I’m standing under the floral arch, about to officiate a wedding ceremony, watching the wedding party and then the bride proceed up the aisle. There is such a feeling of excitement and joy and, “wow – this is really happening” that I see on the faces of the bridesmaids and groomsmen, and especially the couple.

Then the bride and groom are standing before me. I encourage them to take a breath before I begin the ceremony. Their guests all sit down. As I look out upon the crowd, I see: not smiling attentive faces, but a sea of phones – held high taking pics or running video.

As a Minister who loves to connect with people, it’s hard to get the warm fuzzies while gazing upon a bunch of phones.

I completely appreciate the desire of friends and family to record the moment, the excitement of posting on Facebook or tweeting as it’s happening.

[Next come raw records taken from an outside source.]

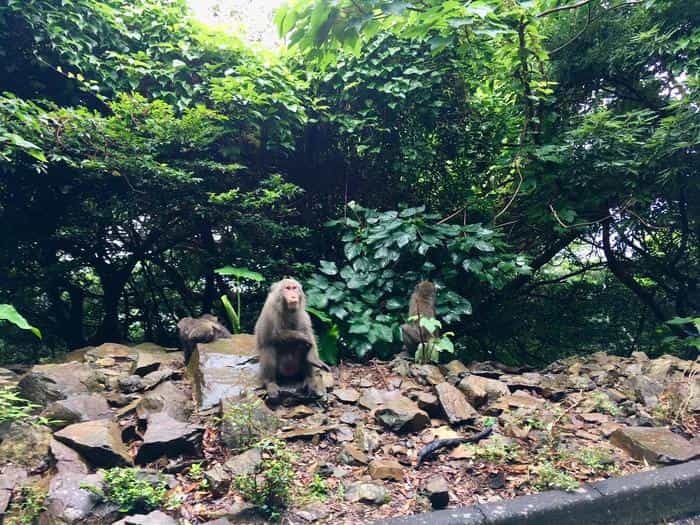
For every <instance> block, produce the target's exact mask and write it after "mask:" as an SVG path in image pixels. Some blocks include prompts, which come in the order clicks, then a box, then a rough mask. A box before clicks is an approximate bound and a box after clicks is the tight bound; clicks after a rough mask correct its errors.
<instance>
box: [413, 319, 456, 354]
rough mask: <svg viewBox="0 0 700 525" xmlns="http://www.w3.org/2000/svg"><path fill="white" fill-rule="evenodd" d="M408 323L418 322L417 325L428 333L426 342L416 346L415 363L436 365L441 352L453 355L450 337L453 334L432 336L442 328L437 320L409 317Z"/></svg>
mask: <svg viewBox="0 0 700 525" xmlns="http://www.w3.org/2000/svg"><path fill="white" fill-rule="evenodd" d="M408 320H409V321H418V324H419V325H420V326H421V327H423V328H425V330H426V331H427V332H428V334H429V336H428V340H427V341H425V342H422V343H420V344H419V345H418V348H417V349H416V355H415V360H416V363H419V364H426V363H438V362H440V355H441V353H442V352H447V353H450V354H453V353H454V351H455V348H454V344H453V343H452V340H451V339H450V337H452V336H454V335H455V334H454V332H444V333H441V334H440V335H439V337H435V336H434V334H436V333H437V331H438V330H439V329H440V328H441V327H442V323H440V321H438V320H437V319H430V318H426V317H422V318H420V319H418V318H414V317H409V318H408Z"/></svg>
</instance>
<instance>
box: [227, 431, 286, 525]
mask: <svg viewBox="0 0 700 525" xmlns="http://www.w3.org/2000/svg"><path fill="white" fill-rule="evenodd" d="M255 448H257V449H259V450H260V452H261V453H262V462H261V464H260V467H259V470H258V472H257V473H256V474H253V475H247V476H246V475H244V476H239V477H238V478H236V480H235V482H234V483H235V486H236V488H237V489H238V490H239V491H240V492H241V493H242V494H243V497H244V498H245V499H247V500H248V501H250V502H251V503H253V504H254V505H256V506H258V507H259V508H260V509H261V511H262V512H263V513H264V514H265V515H266V516H267V517H268V518H269V519H270V520H272V521H276V520H277V519H278V518H279V515H280V512H281V511H282V510H283V509H284V508H285V507H286V506H287V504H288V503H289V501H290V500H291V495H292V485H293V482H294V478H295V472H294V461H295V457H294V455H293V454H292V453H291V452H290V451H289V450H288V449H287V446H286V443H285V442H284V441H283V440H280V439H265V440H262V441H259V442H258V443H257V444H256V445H255Z"/></svg>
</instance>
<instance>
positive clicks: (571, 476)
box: [530, 462, 579, 492]
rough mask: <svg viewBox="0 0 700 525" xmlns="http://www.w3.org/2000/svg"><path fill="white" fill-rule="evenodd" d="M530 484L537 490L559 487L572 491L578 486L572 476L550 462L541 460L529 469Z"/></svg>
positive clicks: (559, 488)
mask: <svg viewBox="0 0 700 525" xmlns="http://www.w3.org/2000/svg"><path fill="white" fill-rule="evenodd" d="M530 473H531V475H532V478H531V479H532V486H533V487H534V488H536V489H537V490H539V491H541V490H547V489H560V490H565V491H567V492H572V491H574V490H576V489H577V488H578V487H579V482H578V481H576V480H575V479H574V477H573V476H572V475H571V474H569V473H568V472H565V471H564V470H561V469H560V468H558V467H556V466H555V465H553V464H552V463H549V462H543V463H540V464H539V465H535V466H534V467H532V470H531V472H530Z"/></svg>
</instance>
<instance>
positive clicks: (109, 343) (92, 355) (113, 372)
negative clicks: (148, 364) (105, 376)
mask: <svg viewBox="0 0 700 525" xmlns="http://www.w3.org/2000/svg"><path fill="white" fill-rule="evenodd" d="M137 359H138V352H137V351H136V350H134V349H133V348H130V347H128V346H125V345H120V344H118V343H104V344H101V345H100V346H97V347H95V348H91V349H89V350H88V351H87V352H85V362H86V363H88V364H89V365H90V366H91V367H93V368H103V369H105V370H109V372H111V373H115V374H117V375H131V374H133V373H134V370H135V368H136V361H137Z"/></svg>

So . . . what if you—the bride and groom–gave them permission not to? It might take the pressure off.

Then they could just sit there. And enjoy the warmth of the sun, or a cool breeze. And look at their friends up there under the arch and think, “Wow, I’m really happy for them,” or, “I love hearing their vows to each other,” or “I am so glad the minister told their story, I never knew that about my friends.”

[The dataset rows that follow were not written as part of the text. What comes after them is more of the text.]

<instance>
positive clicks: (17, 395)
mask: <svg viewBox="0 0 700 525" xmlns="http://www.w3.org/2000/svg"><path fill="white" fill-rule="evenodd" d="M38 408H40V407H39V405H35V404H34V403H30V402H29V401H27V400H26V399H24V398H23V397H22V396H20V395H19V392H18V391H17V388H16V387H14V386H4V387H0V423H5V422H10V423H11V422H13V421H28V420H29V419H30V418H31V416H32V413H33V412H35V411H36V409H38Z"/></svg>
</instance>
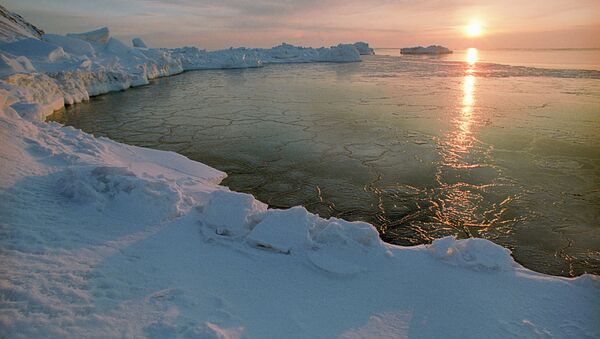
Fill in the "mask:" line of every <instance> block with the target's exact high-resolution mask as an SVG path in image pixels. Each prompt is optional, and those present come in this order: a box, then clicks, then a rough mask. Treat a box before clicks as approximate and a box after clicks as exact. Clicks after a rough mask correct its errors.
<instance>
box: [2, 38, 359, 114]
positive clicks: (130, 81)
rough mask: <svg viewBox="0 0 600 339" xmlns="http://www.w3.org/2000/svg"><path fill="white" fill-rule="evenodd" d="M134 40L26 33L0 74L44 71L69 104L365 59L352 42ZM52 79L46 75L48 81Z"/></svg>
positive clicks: (23, 81)
mask: <svg viewBox="0 0 600 339" xmlns="http://www.w3.org/2000/svg"><path fill="white" fill-rule="evenodd" d="M133 45H134V47H133V48H132V47H130V46H128V45H126V44H124V43H123V42H121V41H120V40H118V39H115V38H114V37H111V36H110V31H109V30H108V28H106V27H103V28H100V29H97V30H94V31H90V32H84V33H70V34H67V35H66V36H61V35H56V34H44V35H43V36H41V39H38V38H35V37H24V38H22V39H18V40H15V41H11V42H7V43H0V77H2V78H9V77H11V76H13V75H16V74H23V73H31V74H33V73H39V74H40V75H41V74H44V75H45V76H47V77H49V78H50V79H51V80H50V81H53V82H54V84H53V85H52V86H51V87H52V88H53V91H54V89H56V88H58V93H62V96H63V98H64V104H67V105H70V104H74V103H78V102H81V101H82V100H87V99H89V97H90V96H94V95H98V94H103V93H107V92H111V91H119V90H124V89H127V88H129V87H131V86H140V85H145V84H148V83H149V80H151V79H154V78H157V77H163V76H169V75H173V74H178V73H181V72H183V71H188V70H199V69H222V68H249V67H261V66H263V65H264V64H268V63H290V62H355V61H360V55H359V52H358V50H357V49H356V48H355V47H354V46H353V45H338V46H333V47H330V48H318V49H314V48H303V47H296V46H292V45H288V44H282V45H280V46H277V47H274V48H272V49H248V48H230V49H226V50H220V51H205V50H201V49H198V48H196V47H183V48H175V49H164V48H147V47H146V44H145V43H144V42H143V41H142V40H141V39H139V38H135V39H134V40H133ZM361 46H362V45H361ZM34 78H35V77H34ZM47 81H48V79H47V78H44V83H46V82H47ZM19 86H20V88H22V90H23V91H26V92H28V93H33V92H35V91H36V90H38V89H39V88H40V86H37V85H36V84H35V83H33V82H30V83H28V82H26V81H21V82H20V84H19ZM55 92H56V91H55ZM52 98H53V102H52V105H47V104H39V105H37V106H32V105H29V104H28V105H27V110H26V111H27V112H26V114H27V116H28V117H36V118H43V117H44V116H46V115H48V114H50V113H52V110H55V109H57V108H60V105H58V104H56V105H55V101H54V98H55V96H53V97H52ZM30 102H31V100H29V99H28V100H27V101H26V103H30ZM15 107H16V106H15ZM23 107H24V106H23ZM18 111H20V112H21V111H22V110H18Z"/></svg>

Because, it’s actually a big deal. It’s a really big deal to stand up there and promise to commit to this other person, body and soul, for the rest of your life.

You’ve invited your friends and family to serve as witness, and as your support and community. You have not hired them as photographers and reporters.

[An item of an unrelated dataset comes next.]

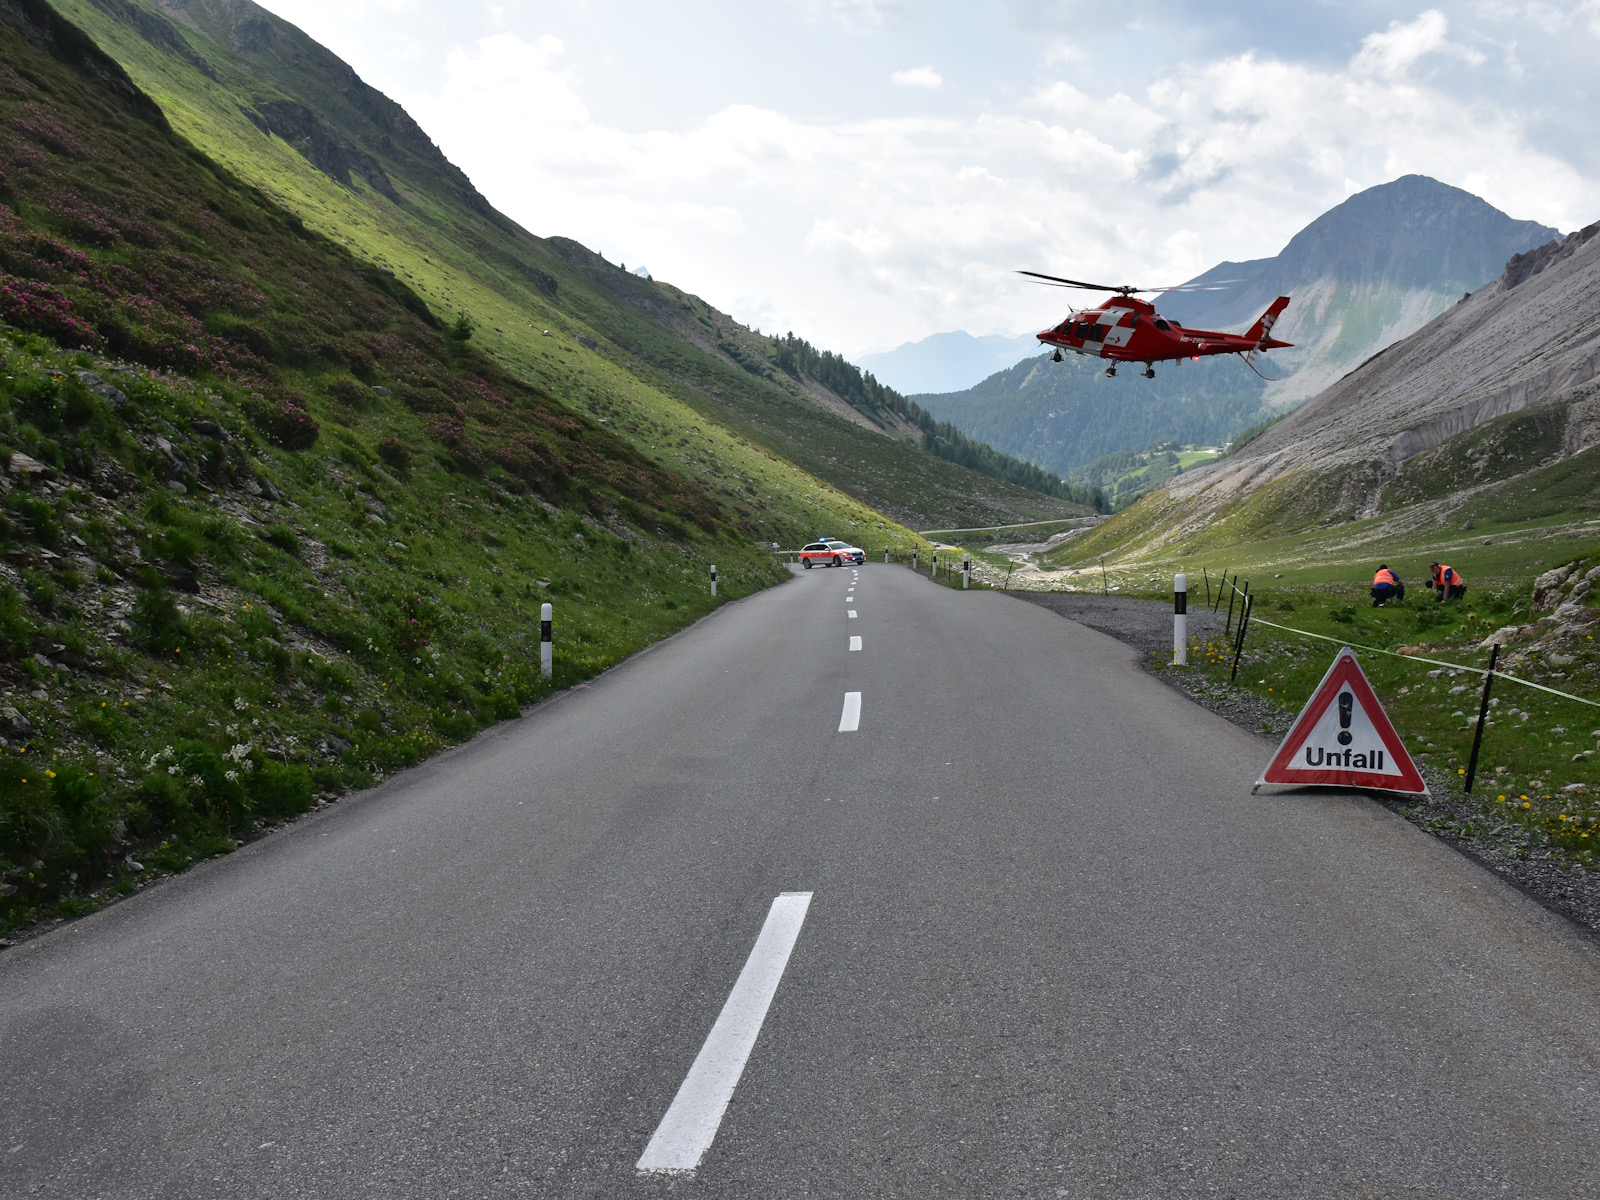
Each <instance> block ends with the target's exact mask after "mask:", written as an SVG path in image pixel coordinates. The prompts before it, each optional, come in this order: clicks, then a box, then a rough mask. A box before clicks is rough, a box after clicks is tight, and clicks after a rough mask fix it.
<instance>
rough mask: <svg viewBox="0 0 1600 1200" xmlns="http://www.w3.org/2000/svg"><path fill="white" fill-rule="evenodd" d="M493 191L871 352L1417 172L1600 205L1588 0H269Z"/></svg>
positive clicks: (1160, 263) (544, 224)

If you have not hired a professional videographer or photographer, it is perfectly reasonable to invite a few people to take on that role. Of course you want the moment captured.

But even more importantly, connecting with your friends and family on this level happens probably only a very few times in your lifetime. Enjoy the moment, and invite them to as well.

As bride and groom you are the host of your event, from start to finish, so decisions like this will always ultimately be yours, as they should.

I can appreciate arguments from both sides – to FB or not to FB in the moment.
I am simply asking the question. Then, if you do decide you would rather your guests not post and tweet during your ceremony, there are many polite and thoughtful ways to communicate your wishes.

I think we are so fortunate to have access to the technology that we do – it has certainly allowed me to experience and create some amazing things.

But in this moment of the pure emotion of sharing your vows, no technology will ever replace a warm gaze, seeing your aunt tear up, or a friend smile up at you from her seat among the crowd.

If I were performing wedding ceremonies in a church or temple, we wouldn’t be having this conversation.

But, the sacred is wherever you choose to create it.